Por Ilana Casoy (*) / Foto principal: Ana Ottoni

Quais seriam os dados necessários para se fazer uma análise criminal precisa e acurada do massacre realizado na escola do bairro de Realengo, no Rio de Janeiro? Por que não podemos nos precipitar em dar respostas que ainda não temos? Como se faria isso?
Os sobreviventes serão ouvidos pela polícia, e cada um contará o que viveu. Excessos à parte – que serão observados quando uma ou outra criança contar fatos de forma exagerada pela própria sugestionabilidade da idade e da situação de vítima –, saberemos o que de fato aconteceu dentro das salas de aula.
Devemos esperar os depoimentos oficiais, coletados pela polícia, melhor treinada para interrogar sem conduzir a narração. Alguns jornalistas, mesmo sem intenção, colocaram as respostas que esperavam obter das testemunhas embutidas nas perguntas. Além disso, com os laudos periciais, estes testemunhos serão confrontados com os dados periciados.

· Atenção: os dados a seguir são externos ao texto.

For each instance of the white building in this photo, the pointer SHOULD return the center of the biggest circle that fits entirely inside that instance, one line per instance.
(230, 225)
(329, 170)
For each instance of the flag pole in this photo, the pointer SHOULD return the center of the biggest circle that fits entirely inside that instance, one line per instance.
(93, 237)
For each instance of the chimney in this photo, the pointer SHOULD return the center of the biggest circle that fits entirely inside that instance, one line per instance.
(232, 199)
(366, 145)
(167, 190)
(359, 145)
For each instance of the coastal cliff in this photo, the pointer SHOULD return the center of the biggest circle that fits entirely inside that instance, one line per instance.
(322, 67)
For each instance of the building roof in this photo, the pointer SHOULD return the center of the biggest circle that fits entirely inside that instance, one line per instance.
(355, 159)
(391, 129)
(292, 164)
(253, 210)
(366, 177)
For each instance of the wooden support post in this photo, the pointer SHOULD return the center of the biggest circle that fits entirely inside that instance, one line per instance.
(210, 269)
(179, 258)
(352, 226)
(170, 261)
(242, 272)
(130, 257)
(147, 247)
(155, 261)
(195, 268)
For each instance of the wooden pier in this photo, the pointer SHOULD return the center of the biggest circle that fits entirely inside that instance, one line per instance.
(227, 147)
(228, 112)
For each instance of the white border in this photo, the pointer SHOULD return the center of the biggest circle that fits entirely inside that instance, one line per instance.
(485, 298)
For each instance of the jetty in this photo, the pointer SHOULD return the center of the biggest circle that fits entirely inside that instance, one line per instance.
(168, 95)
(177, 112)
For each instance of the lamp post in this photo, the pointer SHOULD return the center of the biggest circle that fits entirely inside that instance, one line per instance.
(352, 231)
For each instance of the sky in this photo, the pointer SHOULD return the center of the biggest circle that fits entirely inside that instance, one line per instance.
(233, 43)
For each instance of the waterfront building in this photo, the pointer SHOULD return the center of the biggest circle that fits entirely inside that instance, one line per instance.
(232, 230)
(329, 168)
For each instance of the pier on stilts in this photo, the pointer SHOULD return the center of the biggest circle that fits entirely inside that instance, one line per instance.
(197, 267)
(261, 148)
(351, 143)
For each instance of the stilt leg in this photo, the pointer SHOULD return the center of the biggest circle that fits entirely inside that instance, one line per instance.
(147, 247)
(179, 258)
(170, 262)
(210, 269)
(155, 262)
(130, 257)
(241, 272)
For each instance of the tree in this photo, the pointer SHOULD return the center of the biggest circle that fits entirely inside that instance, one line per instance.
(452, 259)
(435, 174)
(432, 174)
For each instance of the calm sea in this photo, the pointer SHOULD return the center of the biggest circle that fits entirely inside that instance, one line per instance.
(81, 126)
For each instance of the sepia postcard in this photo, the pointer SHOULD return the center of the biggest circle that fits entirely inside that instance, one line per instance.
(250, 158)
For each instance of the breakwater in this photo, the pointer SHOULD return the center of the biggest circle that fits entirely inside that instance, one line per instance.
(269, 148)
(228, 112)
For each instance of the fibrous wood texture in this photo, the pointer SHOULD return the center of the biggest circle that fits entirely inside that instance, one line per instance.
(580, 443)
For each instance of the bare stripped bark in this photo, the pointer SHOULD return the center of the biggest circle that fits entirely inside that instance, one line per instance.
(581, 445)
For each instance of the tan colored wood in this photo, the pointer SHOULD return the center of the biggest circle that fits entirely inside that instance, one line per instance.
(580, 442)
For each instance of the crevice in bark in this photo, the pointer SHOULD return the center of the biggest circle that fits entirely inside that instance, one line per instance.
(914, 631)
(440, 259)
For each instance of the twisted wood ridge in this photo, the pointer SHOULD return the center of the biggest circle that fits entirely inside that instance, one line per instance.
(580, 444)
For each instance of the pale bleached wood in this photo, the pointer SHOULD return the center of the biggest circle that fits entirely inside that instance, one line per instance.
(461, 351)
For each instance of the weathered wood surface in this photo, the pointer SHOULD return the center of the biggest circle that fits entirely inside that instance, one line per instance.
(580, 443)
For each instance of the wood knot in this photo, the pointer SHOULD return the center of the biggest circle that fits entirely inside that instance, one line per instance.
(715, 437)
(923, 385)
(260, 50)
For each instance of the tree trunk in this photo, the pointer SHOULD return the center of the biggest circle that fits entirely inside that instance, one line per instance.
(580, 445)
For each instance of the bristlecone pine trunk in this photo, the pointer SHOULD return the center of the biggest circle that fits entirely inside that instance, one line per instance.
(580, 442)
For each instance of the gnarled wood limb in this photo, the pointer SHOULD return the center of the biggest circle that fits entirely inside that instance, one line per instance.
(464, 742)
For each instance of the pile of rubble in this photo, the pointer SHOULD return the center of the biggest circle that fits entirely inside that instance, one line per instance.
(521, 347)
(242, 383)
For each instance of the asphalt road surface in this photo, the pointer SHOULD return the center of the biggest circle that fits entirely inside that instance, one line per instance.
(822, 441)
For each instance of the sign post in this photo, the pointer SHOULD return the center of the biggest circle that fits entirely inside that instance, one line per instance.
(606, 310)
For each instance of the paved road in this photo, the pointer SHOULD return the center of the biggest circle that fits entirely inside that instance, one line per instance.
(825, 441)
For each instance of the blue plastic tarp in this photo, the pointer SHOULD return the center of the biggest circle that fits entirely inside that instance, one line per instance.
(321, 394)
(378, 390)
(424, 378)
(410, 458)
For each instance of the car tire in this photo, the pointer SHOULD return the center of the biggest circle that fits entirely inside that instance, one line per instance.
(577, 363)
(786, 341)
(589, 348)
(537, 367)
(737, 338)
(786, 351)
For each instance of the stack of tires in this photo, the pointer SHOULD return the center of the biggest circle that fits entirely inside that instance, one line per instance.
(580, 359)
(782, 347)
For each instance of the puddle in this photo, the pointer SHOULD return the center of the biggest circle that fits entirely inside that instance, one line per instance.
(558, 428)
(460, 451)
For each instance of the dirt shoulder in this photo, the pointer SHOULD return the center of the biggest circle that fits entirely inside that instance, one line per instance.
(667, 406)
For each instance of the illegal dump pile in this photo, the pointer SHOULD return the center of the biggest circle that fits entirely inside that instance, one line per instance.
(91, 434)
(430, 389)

São muitas as perguntas ainda sem comprovação. Muitas dúvidas serão esclarecidas a partir dos trabalhos técnicos de polícia e perícia. A perícia apresentará os laudos do local do crime (apesar da prejudicada preservação pela ação ali ocorrida), laudos necroscópicos, reconstrução de trajeto e trajetória – balística, exame das roupas das vítimas alvejadas, exame e laudo do computador do assassino e a reconstrução da ação criminosa. Neste caso não é necessária a reprodução simulada dos fatos; não haveria objetivo a ser cumprido utilizando-se essa técnica.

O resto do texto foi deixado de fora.